Given the difficulties of bringing on new hires, Brooksby said his office will be focused on retention by letting his employees know they are appreciated and making sure they come to work happy.
“I want to make sure that morale is good,” he said. “I think there are a lot of little things we can do to help with that.”
Another challenge facing the Sheriff’s Office – and area law enforcement agencies in general – is keeping up with the county’s continuing growth, both with residents and visitors. Brooksby focused primarily on the latter as it related to the county’s search and rescue operations. The county’s primarily volunteer search and rescue teams are overseen by the Sheriff’s Office.
In 2019, the county responded to 134 search and rescue calls, he said. In 2020, that had gone up to 175. People from other states that had been shut down by COVID-19 were coming to Washington County because it was still open, Brooksby said. The impacts of this during the summer of 2020 became evident at Gunlock State Park, which was subjected to overcrowding, garbage, vandalism and search and rescue calls.
In order to aid with both the increased visitation to the rural parts of the county and search and rescue calls, the Washington County Commission authorized the hiring of four new patrol deputies whose primary job is to patrol the county’s backcountry and who are also trained in search and rescue operations.
As for his thoughts on taking the place of the outgoing sheriff, Brooksby said he and Pulsipher had worked together his entire career and that those would be big shoes to fill.
“I look up to him as a father figure in some ways, but he’s been a great law enforcement mentor throughout my career as well.”

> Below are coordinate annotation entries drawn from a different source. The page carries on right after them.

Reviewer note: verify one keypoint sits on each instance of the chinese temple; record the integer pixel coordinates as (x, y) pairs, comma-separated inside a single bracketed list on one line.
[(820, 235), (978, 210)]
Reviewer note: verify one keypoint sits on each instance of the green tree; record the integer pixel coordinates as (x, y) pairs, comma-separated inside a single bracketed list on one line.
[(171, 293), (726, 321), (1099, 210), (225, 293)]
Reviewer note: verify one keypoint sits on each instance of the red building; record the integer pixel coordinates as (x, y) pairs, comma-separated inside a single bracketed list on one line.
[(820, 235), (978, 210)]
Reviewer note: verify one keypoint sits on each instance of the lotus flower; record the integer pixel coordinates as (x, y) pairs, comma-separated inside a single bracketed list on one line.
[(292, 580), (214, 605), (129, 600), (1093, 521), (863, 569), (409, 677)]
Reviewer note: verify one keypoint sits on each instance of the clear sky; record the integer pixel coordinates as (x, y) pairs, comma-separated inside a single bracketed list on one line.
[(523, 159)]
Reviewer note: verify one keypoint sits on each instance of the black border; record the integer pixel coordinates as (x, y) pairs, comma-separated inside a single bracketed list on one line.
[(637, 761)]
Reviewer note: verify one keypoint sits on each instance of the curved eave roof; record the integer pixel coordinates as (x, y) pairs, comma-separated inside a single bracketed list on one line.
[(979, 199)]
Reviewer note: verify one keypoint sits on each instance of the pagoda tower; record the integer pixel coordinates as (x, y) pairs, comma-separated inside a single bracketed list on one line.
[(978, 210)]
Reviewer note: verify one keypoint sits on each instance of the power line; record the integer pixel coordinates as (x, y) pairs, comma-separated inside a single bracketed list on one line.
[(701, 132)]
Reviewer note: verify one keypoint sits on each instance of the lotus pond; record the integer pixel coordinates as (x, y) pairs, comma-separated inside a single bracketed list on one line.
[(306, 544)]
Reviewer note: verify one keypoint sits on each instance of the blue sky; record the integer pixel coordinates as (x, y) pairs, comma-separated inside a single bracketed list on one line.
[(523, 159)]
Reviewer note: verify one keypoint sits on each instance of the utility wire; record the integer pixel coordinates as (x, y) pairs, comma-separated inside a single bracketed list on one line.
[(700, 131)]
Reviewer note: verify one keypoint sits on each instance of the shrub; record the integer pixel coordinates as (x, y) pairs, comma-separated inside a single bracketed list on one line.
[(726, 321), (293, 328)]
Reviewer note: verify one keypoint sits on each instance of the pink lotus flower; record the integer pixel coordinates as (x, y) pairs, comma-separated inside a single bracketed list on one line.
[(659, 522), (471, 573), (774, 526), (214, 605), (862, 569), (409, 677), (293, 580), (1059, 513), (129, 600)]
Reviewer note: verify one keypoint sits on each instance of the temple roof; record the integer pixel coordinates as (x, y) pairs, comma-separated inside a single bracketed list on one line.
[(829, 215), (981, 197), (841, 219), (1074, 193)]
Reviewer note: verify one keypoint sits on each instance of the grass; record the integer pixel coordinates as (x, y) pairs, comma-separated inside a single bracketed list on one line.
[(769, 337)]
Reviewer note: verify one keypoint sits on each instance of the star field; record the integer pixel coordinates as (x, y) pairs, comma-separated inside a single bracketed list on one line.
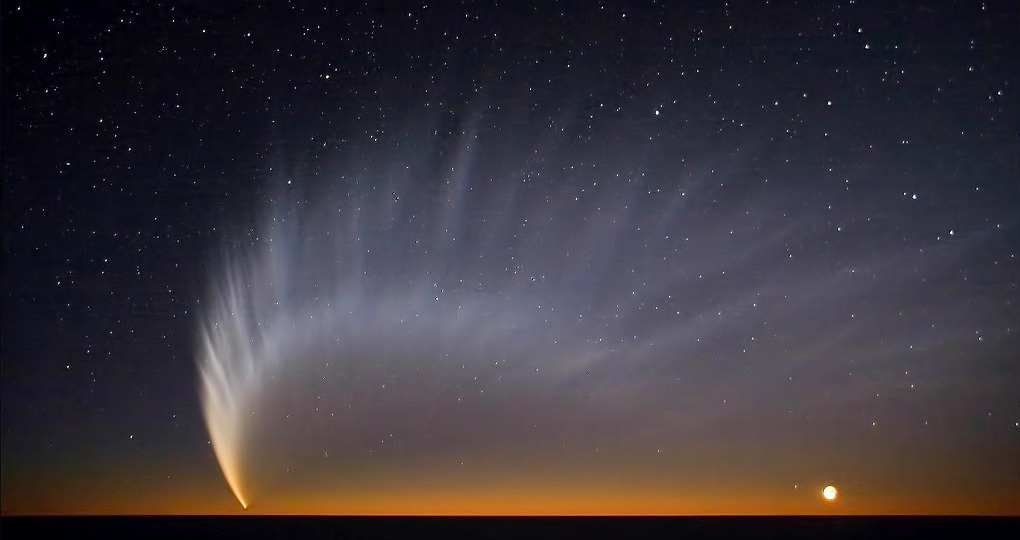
[(508, 258)]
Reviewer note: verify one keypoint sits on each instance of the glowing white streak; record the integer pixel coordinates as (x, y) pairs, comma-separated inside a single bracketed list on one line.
[(231, 376)]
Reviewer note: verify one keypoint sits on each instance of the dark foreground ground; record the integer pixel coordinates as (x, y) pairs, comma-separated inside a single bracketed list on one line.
[(251, 528)]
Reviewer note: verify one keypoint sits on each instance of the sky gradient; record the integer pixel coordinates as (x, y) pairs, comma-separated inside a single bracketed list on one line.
[(506, 259)]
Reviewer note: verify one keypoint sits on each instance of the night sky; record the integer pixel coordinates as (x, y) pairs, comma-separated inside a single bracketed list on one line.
[(458, 257)]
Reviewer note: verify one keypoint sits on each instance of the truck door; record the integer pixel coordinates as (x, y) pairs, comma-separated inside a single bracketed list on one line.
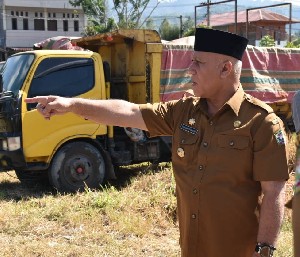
[(63, 76)]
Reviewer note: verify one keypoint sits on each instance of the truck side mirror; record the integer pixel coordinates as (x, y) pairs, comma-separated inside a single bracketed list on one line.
[(106, 69)]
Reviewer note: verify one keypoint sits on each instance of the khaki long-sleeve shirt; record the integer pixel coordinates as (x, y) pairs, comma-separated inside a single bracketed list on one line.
[(218, 164)]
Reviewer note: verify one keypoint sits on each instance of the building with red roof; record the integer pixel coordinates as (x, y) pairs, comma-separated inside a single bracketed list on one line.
[(261, 22)]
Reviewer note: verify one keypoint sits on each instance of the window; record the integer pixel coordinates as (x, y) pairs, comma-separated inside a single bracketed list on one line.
[(52, 25), (25, 24), (66, 25), (76, 25), (39, 24), (14, 23), (63, 76)]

It is due to Pulsipher’s midterm retirement that a replacement needed to be found. He is stepping down due to health issues related to a cancer diagnosis and announced his pending retirement in October. Pulsipher’s last day as sheriff will be Dec. 15.

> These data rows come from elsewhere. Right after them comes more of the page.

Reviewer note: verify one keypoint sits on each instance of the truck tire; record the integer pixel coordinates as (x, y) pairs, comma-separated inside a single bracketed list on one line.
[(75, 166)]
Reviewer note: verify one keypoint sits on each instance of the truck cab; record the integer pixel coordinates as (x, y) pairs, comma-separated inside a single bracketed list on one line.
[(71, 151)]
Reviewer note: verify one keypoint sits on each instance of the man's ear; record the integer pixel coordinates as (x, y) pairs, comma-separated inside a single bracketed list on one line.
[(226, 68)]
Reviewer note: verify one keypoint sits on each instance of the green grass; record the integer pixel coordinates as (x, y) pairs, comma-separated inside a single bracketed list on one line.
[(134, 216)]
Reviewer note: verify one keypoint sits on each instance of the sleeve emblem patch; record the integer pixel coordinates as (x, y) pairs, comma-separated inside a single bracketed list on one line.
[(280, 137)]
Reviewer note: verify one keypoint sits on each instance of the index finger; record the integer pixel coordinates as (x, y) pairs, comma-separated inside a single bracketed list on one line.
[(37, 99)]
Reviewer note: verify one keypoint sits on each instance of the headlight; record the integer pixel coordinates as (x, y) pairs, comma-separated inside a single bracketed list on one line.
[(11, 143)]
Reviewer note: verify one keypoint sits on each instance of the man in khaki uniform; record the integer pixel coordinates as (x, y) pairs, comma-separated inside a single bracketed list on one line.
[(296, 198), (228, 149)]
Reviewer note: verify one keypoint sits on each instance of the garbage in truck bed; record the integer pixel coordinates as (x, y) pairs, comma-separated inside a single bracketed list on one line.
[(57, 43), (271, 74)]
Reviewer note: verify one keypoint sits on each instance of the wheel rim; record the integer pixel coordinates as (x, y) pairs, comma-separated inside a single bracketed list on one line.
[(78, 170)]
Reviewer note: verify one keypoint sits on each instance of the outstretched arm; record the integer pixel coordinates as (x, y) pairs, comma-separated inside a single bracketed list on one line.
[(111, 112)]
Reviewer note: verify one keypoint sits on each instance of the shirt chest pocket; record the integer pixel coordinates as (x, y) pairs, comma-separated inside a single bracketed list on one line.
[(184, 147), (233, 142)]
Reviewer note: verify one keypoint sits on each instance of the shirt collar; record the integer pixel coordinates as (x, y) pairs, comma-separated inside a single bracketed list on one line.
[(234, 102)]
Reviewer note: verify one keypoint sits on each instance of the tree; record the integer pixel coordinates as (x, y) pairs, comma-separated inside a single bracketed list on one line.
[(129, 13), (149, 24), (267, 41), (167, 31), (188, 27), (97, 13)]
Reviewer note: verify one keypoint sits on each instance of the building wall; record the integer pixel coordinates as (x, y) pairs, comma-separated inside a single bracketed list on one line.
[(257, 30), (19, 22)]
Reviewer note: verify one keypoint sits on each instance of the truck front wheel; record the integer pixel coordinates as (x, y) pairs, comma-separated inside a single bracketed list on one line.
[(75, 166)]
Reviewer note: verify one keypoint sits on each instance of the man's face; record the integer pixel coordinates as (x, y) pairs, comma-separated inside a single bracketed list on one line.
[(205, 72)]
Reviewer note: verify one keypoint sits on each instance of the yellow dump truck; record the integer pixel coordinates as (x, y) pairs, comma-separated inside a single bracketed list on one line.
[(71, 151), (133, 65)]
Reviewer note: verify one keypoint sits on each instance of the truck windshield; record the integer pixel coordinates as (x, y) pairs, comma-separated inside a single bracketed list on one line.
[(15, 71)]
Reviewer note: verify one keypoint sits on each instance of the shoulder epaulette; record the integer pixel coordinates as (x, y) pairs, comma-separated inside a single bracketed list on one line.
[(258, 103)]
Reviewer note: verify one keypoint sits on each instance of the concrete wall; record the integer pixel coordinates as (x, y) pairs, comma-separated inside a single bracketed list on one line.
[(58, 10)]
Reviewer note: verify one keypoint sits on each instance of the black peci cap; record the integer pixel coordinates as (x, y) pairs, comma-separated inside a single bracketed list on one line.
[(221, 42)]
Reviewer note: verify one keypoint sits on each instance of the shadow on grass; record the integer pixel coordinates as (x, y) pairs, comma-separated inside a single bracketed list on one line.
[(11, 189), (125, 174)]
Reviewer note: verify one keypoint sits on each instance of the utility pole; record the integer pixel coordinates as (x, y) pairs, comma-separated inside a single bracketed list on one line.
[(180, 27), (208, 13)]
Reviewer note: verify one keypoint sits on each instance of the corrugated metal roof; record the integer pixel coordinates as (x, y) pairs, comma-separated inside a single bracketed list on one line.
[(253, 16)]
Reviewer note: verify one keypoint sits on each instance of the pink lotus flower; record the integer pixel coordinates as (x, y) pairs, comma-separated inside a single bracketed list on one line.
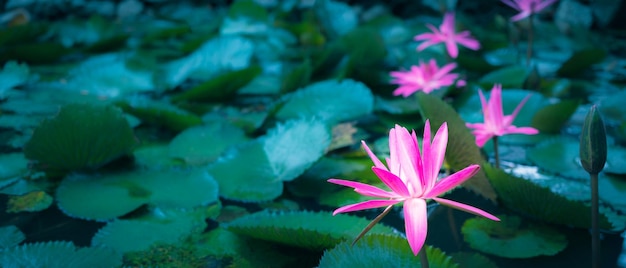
[(425, 77), (412, 179), (497, 124), (527, 7), (446, 33)]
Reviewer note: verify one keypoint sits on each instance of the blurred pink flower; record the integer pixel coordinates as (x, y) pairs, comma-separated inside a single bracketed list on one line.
[(426, 77), (497, 124), (412, 179), (446, 33), (527, 7)]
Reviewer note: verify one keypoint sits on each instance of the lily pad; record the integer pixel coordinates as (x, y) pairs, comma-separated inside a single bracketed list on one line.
[(511, 238), (254, 183), (378, 250), (331, 100), (81, 137), (59, 254), (203, 144), (294, 146), (167, 227), (311, 230), (91, 197)]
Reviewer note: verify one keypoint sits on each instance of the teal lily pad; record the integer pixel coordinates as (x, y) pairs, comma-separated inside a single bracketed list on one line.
[(80, 137), (110, 195), (10, 236), (379, 250), (330, 100), (311, 230), (512, 238), (254, 183), (167, 227), (59, 254), (203, 144), (294, 146)]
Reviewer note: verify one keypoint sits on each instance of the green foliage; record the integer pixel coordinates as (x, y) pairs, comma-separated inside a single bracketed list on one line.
[(380, 250), (311, 230), (59, 254), (80, 137), (110, 195), (512, 238), (462, 150)]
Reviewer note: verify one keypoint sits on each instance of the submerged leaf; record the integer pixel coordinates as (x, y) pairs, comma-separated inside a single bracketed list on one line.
[(311, 230), (510, 238), (379, 250), (80, 137)]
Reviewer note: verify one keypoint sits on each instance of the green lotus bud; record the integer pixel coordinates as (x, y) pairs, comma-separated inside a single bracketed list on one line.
[(593, 142)]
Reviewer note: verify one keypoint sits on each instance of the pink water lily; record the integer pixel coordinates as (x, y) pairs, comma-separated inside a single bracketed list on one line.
[(425, 77), (496, 123), (411, 176), (446, 34), (527, 7)]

A retirement party celebrating Pulsipher’s 35 years of law enforcement service was held in November. He served as the Washington County Sheriff for 11 years and was in his third term in office.
The process of replacement
Though Brooksby was made the undersheriff under Pulsipher, Utah law requires the sheriff be replaced in a special election conducted the political party to which the outgoing elected sheriff belonged. In this case, it was the Washington County Republican Party.

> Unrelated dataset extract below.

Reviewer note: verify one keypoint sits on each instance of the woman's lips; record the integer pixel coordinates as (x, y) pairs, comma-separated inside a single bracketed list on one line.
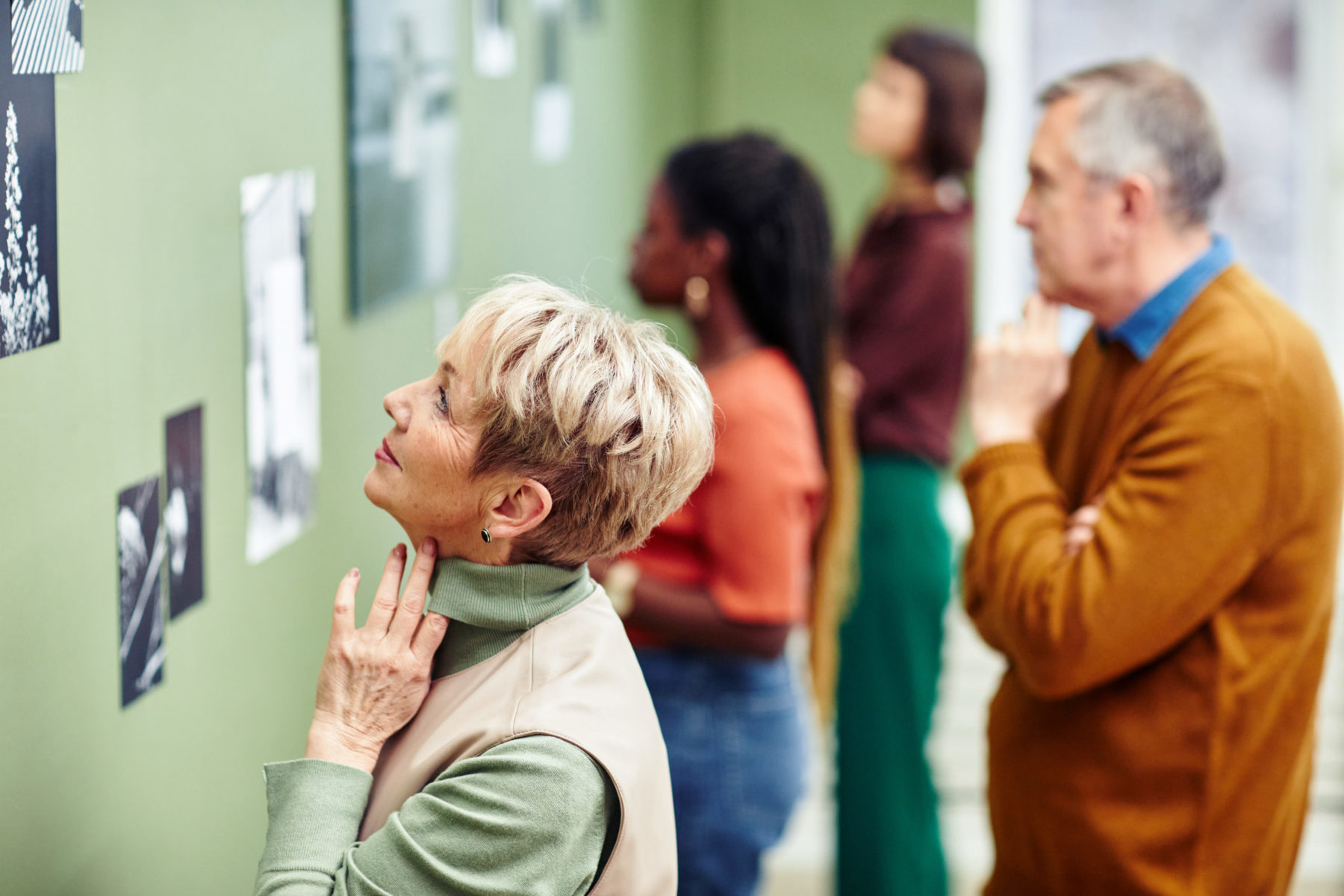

The county party’s central committee – which is made up of precinct chairs and vice chairs and elected officials in Washington County – votes for the new sheriff, county party Chair Lesa Sandberg said.
Out of 200 delegates who make of the county’s Republicans’ central committee, 140 attended Tuesday’s special election.
Brooksby, who will serve the remainder of Pulsipher’s term (which concludes at the end of 2022), will nonetheless be subject to one or two more elections over the next year, Sandberg said.
This is the same process undertaken by the county’s Republican Party earlier this year following the announced retirements of Washington County Commissioner Dean Cox and Washington County Clerk/Auditor Kim Hafen. They were replaced by appointees Adam Snow and Susan Lewis.
The next election for the county sheriff will be a primary election set in June. If Brooksby defeats any potential challengers from within the county party at that time, he will then continue on to the November election.
For now, Brooksby’s appointment is set to be approved by the Washington County Commission on Tuesday. Washington County Commission chair Gil Almquist said Brooksby’s appointment is pretty much a foregone conclusion, but in the unlikely event the commission didn’t feel he was the man for the job, the decision would then be left to the governor to resolve.
As for who will be replacing Brooksby as the undersheriff, Brooksby said he has selected Barry Golding, a retired St. George Police captain and current investigator for the Washington County Attorney’s office.